It was my wedding day.
I stood outside the doors to the chapel. My heart was racing, and I felt my eyes fill up with tears.
I can’t do this.
Before I could turn and run, the doors flung open. I was caught off guard as 80 expectant faces turned to look at me. I scanned the crowd. I saw my family and friends. I saw my dad and stepfather waiting in front of the altar to give me away. But I was going to have to walk down the aisle alone, and that was not how it was supposed to be.
I don’t know how long I paused there. I felt like I couldn’t move.
Then my eyes found my future husband, Joe. And right next to him, I saw a single candle burning on a tall candelabra. Gulp. I looked back at Joe and decided that if I could make it down the aisle to him, I’d be OK.
I felt as if my knees might buckle, but somehow I began walking. It was surreal. I felt as if I were floating, but I eventually made it down the aisle.

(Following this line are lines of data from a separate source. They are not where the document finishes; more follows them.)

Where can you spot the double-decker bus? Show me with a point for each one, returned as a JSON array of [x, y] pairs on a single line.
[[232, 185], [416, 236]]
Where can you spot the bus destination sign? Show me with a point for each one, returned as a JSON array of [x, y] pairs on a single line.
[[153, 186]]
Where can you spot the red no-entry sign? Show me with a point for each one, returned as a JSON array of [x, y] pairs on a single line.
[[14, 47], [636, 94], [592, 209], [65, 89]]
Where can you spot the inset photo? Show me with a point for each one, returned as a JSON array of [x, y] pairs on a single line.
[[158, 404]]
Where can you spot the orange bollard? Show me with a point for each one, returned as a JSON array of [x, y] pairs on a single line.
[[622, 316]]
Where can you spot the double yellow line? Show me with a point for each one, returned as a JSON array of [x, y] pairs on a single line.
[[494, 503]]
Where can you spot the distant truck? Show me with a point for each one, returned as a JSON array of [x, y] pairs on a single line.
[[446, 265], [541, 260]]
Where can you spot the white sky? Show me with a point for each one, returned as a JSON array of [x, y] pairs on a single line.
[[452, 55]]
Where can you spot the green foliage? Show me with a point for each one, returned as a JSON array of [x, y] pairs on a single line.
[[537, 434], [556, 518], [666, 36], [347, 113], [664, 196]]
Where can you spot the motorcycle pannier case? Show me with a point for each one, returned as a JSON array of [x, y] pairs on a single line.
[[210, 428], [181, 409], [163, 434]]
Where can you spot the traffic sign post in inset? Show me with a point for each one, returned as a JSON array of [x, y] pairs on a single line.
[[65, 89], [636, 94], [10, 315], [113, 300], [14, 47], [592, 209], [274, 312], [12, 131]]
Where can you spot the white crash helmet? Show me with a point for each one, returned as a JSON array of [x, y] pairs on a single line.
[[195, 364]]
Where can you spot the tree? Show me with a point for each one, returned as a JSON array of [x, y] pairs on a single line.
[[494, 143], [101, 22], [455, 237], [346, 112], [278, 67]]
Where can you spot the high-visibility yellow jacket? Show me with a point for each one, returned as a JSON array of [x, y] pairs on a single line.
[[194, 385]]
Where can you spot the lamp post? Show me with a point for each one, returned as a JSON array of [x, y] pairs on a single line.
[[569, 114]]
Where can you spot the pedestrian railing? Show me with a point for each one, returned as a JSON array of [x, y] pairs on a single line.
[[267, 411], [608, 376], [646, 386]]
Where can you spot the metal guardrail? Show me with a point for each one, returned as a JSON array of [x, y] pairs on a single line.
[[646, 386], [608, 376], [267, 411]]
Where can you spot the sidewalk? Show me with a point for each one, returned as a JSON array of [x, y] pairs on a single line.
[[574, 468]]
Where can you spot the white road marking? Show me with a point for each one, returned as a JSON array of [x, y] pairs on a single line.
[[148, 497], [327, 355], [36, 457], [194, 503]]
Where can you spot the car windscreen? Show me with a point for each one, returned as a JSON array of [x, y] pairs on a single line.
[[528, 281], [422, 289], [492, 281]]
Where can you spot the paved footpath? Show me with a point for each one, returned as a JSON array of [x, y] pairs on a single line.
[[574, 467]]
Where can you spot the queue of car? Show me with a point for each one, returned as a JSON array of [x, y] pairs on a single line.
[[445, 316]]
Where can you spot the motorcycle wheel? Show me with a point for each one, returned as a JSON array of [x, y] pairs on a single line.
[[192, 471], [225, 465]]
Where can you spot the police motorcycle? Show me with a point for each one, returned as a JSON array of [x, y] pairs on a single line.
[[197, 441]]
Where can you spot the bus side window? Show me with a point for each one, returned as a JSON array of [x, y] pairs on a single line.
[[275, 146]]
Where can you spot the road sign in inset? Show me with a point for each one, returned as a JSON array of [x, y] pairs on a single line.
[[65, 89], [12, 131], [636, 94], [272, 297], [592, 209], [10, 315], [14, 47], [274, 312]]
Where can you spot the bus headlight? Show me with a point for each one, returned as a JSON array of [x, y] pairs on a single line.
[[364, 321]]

Eighteen months earlier, my 16-year-old brother was diagnosed with a rare pediatric bone cancer.
The diagnosis was grim. The prognosis was not good. He was quick to rally. He was going to be fine. He was going to live his life. He was still planning a future. He packed a lot of living in a short time.
Ten days before my wedding, he lost his fight.
Now, I look back and I don’t know how my family and I made it through both a funeral and a wedding in such a short span of time, but we did. There would be no postponing of the wedding as I’d suggested. Every single member of my family told me in no uncertain terms that my brother would never want me to put it off. He always said he "didn’t have time for cancer." He didn’t let it stop him from doing the things he wanted to do, and he would be highly pissed if I let cancer stop my wedding.